We need a New Social Movement to fight for a better life for people with learning disabilities. I’ve been at two events this week which lead me to that conclusion.
On Monday I was at the Symposium associated with MadHouse ReExit, the fabulous Access All Areas immersive theatre performance at Shoreditch Town Hall (read about it and book tickets here ). An upbeat event, asking a serious question – Has institutionalisation of people with learning disabilities ended? Answer – No. Not just because of the 3000 or so people locked in Secure Units but because control has been replaced by neglect. False notions of independence accompanied by austerity mean neglect. People are trapped, not nowadays by four walls, charge nurses and keys, but by lack of opportunity, lack of support, by loneliness, and boredom.

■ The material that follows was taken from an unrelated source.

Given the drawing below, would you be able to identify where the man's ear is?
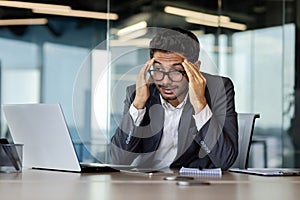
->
[194,60,201,70]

We encouraged everyone who came to sign up to our Manifesto BELONG #LDBelong, to pledge what they can do to support BELONG. One of my pledges was to write this BLOG.
Today was different. I was with #Justice for LB at Oxford Crown Court to hear the Health and Safety Executive case against Southern Health Foundation Trust. Connor Sparrowhawk died almost 5 years ago. In an institution. An NHS institution. Where the ‘care’ was a disgrace. The other side of the has institutionalisation ended question. No it has not, and in this case incarceration led to death. We all know Connor is not alone in suffering and dying in a twenty-first century institution in what we still delude ourselves into believing is a civilised nation.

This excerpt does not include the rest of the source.